Differentiating Mucinous Cystadenocarcinoma from other Diseases
Mucinous cystadenocarcinoma must be differentiated from mucinous cystadenoma, serous cystadenoma, and pseudocyst.
Epidemiology and Demographics
Mucinous cystadenocarcinoma commonly affects individuals older than forty years of age. Females are more commonly affected with mucinous cystadenocarcinoma of pancreas than males.
Risk Factors
Common risk factors in the development of mucinous cystadenocarcinoma are obesity and post menopausal women on hormone replacement therapy.
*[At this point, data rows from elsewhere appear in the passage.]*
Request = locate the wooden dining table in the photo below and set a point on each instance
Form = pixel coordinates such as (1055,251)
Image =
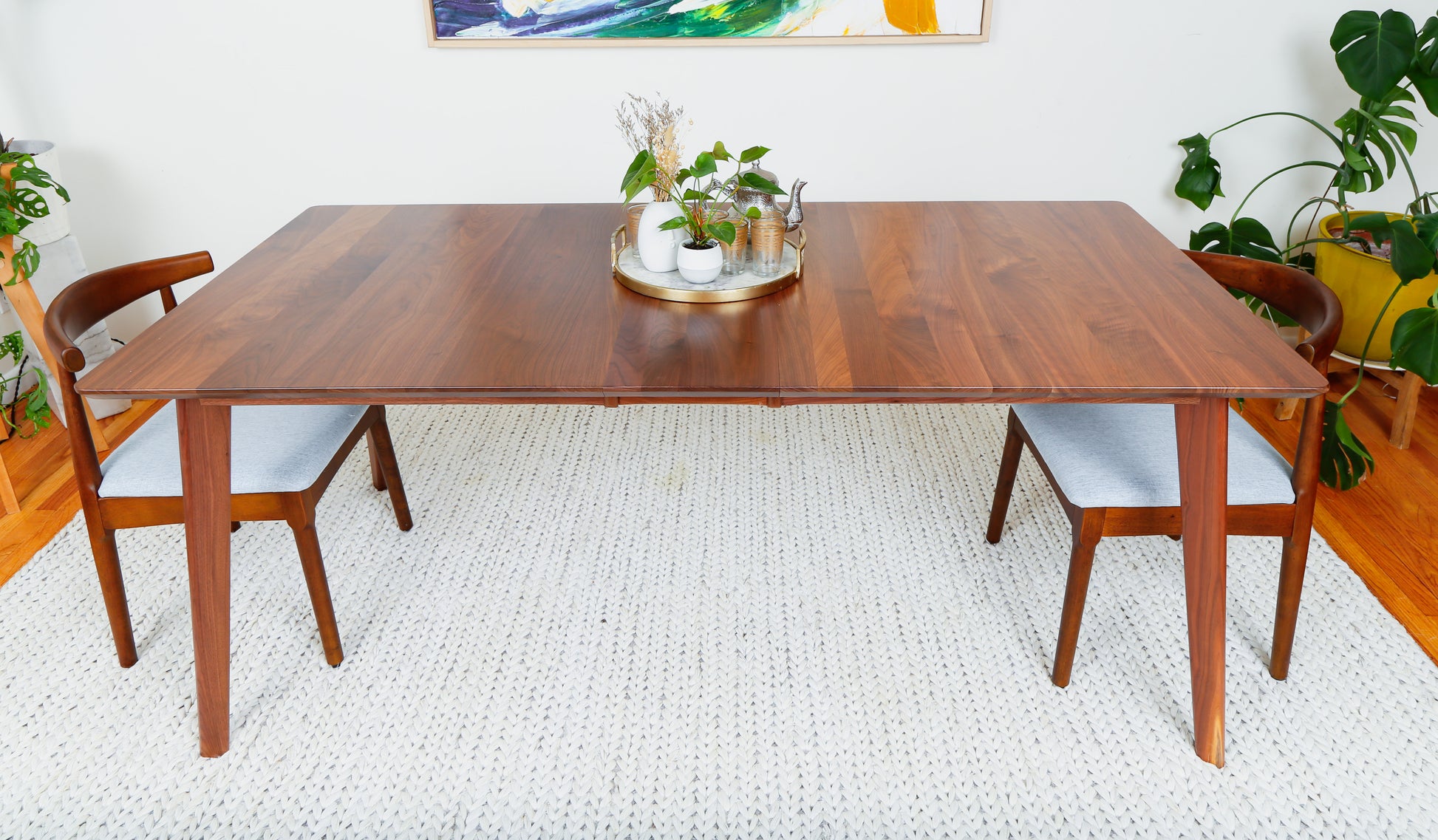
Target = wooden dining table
(899,302)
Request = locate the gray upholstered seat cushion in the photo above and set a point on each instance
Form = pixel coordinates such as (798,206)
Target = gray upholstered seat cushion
(273,449)
(1126,457)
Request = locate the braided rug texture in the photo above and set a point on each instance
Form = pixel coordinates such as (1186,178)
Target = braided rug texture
(702,622)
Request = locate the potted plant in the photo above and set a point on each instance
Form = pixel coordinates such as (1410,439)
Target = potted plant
(36,405)
(702,222)
(1388,62)
(22,205)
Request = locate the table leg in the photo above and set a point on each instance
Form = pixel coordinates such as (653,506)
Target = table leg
(205,462)
(1202,465)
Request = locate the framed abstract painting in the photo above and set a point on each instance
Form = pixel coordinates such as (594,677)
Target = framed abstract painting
(723,22)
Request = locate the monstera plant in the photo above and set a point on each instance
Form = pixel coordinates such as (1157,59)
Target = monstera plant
(21,203)
(1389,64)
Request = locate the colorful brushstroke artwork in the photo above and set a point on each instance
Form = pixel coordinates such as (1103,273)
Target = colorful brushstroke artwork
(512,22)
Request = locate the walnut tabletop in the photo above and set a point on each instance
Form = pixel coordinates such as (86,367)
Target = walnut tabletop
(944,301)
(899,302)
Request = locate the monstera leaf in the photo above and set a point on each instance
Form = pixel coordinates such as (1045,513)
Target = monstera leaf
(1246,238)
(1424,71)
(1415,343)
(1201,176)
(1343,460)
(1374,52)
(1362,135)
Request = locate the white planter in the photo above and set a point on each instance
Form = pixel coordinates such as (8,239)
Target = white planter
(58,223)
(701,265)
(658,247)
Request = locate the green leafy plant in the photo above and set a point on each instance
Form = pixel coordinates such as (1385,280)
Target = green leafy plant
(1388,62)
(36,405)
(696,200)
(21,203)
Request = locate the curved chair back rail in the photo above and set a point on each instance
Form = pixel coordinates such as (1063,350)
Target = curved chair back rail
(1082,448)
(86,302)
(144,475)
(1290,291)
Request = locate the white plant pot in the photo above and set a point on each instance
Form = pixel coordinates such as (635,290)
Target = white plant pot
(58,223)
(658,249)
(701,265)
Natural history, Complications and Prognosis
If left untreated, most of the patients with mucinous cystadenocarcinomas may be confined to the organ itself. Common complications of mucinous cystadenocarcinoma include metastasis and inguinal hernia. The presence of metastasis is associated with a particularly poor prognosis among patients with mucinous cystadenocarcinoma.
Diagnosis
Diagnostic study of choice
According to the American Joint Committee on Cancer (AJCC) there are 4 stages of mucinous cystadenocarcinoma based on the clinical features (pattern recongnition) and findings on imaging. Each stage is assigned a letter and a number that designate the tumor size, number of involved lymph node regions, and metastasis.
Staging
According to the American Joint Committee on Cancer (AJCC), there are 4 stages of mucinous cystadenocarcinoma based on the clinical features and findings on imaging. Each stage is assigned a letter and a number that designate the tumor size, number of involved lymph node regions, and metastasis.
History and Symptoms
Symptoms of mucinous cystadenocarcinoma of ovary include mass in the abdomen, increase in abdominal size, bloating, weight loss, shortness of breath, and pain abdomen.
Physical Examination
Patients with mucinous cystadenocarcinoma usually appear normal. Physical examination of patients with mucinous cystadenocarcinoma is usually remarkable for abdominal distention, shifting dullness, a palpable abdominal mass, and coarse crackles upon auscultation of the lung bases.
Electrocardiogram
Electrocardiogram findings in patients with mucinous cystadenocarcinoma are within normal limits.
X-Ray
X-ray is not used in the diagnosis of mucinous cystadenocarcinoma. Instead, ultrasound, CT scan and MRI are used in the diagnosis and staging of the tumor.
CT scan
Findings on CT suggestive of mucinous cystadenocarcinoma include rounded or ovoid tumor, internal septations, and calcification.
MRI
Findings on MRI suggestive of mucinous cystadenocarcinoma include lower signal intensity for loculi with watery mucin on T1-weighted images.
Ultrasound
Ultrasound may be helpful in the diagnosis of mucinous cystadenocarcinoma. Findings on ultrasound suggestive of mucinous cystadenocarcinoma include mural thickening and solid components.
Biopsy
On microscopic histopathological analysis, mucinous differentiation, nuclear atypia, and necrosis are characteristic findings of mucinous cystadenocarcinoma.
Other imaging findings
There are no other imaging findings associated with mucinous cystadenocarcinoma.
Other diagnostic studies
There are no other diagnostic studies associated with mucinous cystadenocarcinoma.
Treatment
Medical Therapy
The main mode of treatment of mucinous cystadenocarcinoma is chemotherapy and radiation.
Surgery
The most effective treatment for mucinous cystadenocarcinoma is surgical resection.
Prevention
Primary prevention
There are no established methods for primary prevention of mucinous cystadenocarcinoma.